Cold as Ice - Anne Stuart [102]
He looked at the unpleasant children. Not that he tended to like children in general, except the very pretty ones who didn’t cry too much when he touched them. They never seemed to respond to his famous Van Dorn charm. It was almost as if they could see through him, past the smiles and the jokes.
Dogs didn’t like him either. Maybe dogs and kids were smarter than the rest. Or maybe he just didn’t care enough to try to fool them. Either way, the handful of scrawny, ugly kids were looking at him with deep distrust.

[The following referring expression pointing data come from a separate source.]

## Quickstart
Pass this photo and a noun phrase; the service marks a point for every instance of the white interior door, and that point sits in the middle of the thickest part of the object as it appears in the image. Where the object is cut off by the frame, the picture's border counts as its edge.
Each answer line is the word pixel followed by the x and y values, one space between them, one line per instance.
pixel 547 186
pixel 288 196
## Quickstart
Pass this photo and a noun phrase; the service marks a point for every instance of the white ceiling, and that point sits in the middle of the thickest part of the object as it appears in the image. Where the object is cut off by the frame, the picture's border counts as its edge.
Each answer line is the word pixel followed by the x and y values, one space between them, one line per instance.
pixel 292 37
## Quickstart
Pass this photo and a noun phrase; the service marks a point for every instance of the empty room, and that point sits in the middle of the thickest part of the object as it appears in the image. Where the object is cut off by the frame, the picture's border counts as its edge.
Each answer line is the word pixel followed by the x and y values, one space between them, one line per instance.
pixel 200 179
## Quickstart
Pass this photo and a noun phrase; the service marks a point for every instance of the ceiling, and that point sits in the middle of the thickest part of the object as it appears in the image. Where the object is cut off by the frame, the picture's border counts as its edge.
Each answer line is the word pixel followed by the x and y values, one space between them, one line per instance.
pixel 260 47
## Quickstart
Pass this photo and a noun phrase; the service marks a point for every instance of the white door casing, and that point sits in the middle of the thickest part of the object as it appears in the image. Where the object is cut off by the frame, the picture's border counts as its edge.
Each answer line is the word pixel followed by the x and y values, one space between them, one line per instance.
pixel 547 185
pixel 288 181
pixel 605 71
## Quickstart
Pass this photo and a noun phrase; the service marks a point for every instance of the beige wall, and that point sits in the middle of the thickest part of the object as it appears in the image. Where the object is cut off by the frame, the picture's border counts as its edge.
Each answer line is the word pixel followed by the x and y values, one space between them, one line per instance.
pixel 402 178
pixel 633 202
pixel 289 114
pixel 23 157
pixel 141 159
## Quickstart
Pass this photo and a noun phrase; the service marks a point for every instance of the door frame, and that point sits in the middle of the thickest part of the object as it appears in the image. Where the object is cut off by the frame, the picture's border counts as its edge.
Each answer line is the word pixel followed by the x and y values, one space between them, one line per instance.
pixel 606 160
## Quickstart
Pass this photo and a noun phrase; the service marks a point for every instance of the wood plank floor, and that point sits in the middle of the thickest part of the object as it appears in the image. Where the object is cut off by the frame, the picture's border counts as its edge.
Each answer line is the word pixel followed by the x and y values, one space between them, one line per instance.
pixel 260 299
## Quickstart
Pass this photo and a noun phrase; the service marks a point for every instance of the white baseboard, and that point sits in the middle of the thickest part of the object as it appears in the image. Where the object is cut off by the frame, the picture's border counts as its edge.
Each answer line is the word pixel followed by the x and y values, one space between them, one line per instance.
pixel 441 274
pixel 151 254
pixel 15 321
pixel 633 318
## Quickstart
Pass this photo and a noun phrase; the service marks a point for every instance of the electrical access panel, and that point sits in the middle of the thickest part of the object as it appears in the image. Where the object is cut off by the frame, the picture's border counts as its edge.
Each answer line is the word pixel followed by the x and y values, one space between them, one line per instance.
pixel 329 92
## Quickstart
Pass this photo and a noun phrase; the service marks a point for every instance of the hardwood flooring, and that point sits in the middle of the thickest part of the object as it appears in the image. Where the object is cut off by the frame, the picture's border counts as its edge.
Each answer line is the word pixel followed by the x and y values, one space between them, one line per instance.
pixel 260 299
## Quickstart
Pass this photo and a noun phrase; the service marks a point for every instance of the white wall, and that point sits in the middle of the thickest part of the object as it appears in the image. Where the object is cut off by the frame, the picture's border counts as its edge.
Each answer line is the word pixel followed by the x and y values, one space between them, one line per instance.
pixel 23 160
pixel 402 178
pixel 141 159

“I’m a man of many charities,” he continued. “This here is an important one to me—looking after dying kids, trying to make their last few months on earth a little brighter.”
The camera moved, panning the children’s faces. He didn’t know children well enough to guess how old they were—probably all under twelve—which made them even more pathetic. Heart-wrenching, to the right people.
“Now, we’d hate to have anything happen to these kids, but the roads up in the mountains can be very treacherous, and there aren’t even guardrails in some places. The van they’re driving in could go over the edge if someone isn’t careful, and I like to think of myself as a very careful man.”
He half expected the kids to start weeping and wail- ing at that veiled threat, but none of them even blinked, the stoic little bastards.
“I have to admit my pride is wounded. And it really burns my hide to think I have to let go of everything I’ve worked for. But I will, no fuss, no ugly publicity, I’ll just slink back and keep giving my money away to hopeless causes and you won’t need to worry. But I need one thing, and if I don’t get it, these children aren’t going to be happy. Accidents are bad enough. Burning to death’s a sight worse—real painful, I’ve heard. And if a van goes over a cliff somewhere up in the mountains there’s a good chance it’ll catch fire just in case there are survivors. I always carry extra fuel in my vans, just in case I need it.” He smiled at the camera, feeling very benevolent.
“So I’m taking these children up to my place in Lake Arrowhead, and don’t make the mistake of thinking you can get there first. It’s an armed fortress, and anyone who tries to get in will blow themselves to kingdom come. Oh, and you may not know which place I’m talking about—I own a number of properties around Lake Arrowhead and Big Bear, most of them so tied up in dummy corporations that it’ll take you too long to guess which one.
“So here are the details you’ve been waiting for, Ms. Lambert. We’ll have a little trade. You bring Ms. Genevieve Spenser, Esquire, back to me and I’ll hand off the children, clean and neat. Now, why would I want Ms. Spenser, you ask yourself? Because I’ve already killed every motherfucker who tried to mess with me on this, and she’s the only one still walking around. And I don’t like that. It’s kinda salt in the wound, you know what I mean?
“I will kill her—don’t try to fool yourself into thinking otherwise. The Rule of Seven is just going to have to be the pissant Rule of One, and I don’t like it, I can tell you that. So you have your choice. Half a dozen little brats who are going to die anyway, or one less lawyer in the world. You know that old joke—‘What do you call a hundred lawyers at the bottom of the ocean?’— ‘a good start’? I know what your choice is going to be, because you really don’t have any choice at all. I’ll let you know where the trade-off is going to be.”
His cameraman was well trained—he knew a closing line when he heard it and he shut off the camera, the bright klieg lights going out.
“You’ll get that where it needs to go? Find out where the she-wolf that runs them has gotten to, and get an answer. You understand?” he said. It was a foolish question—they all knew what would happen if they failed him, and Takashi’s unfortunate death had been a recent reminder.
There was an absolute jumble of hurried reassurances, and Harry flashed them all his brilliant smile before turning to the ugly little children.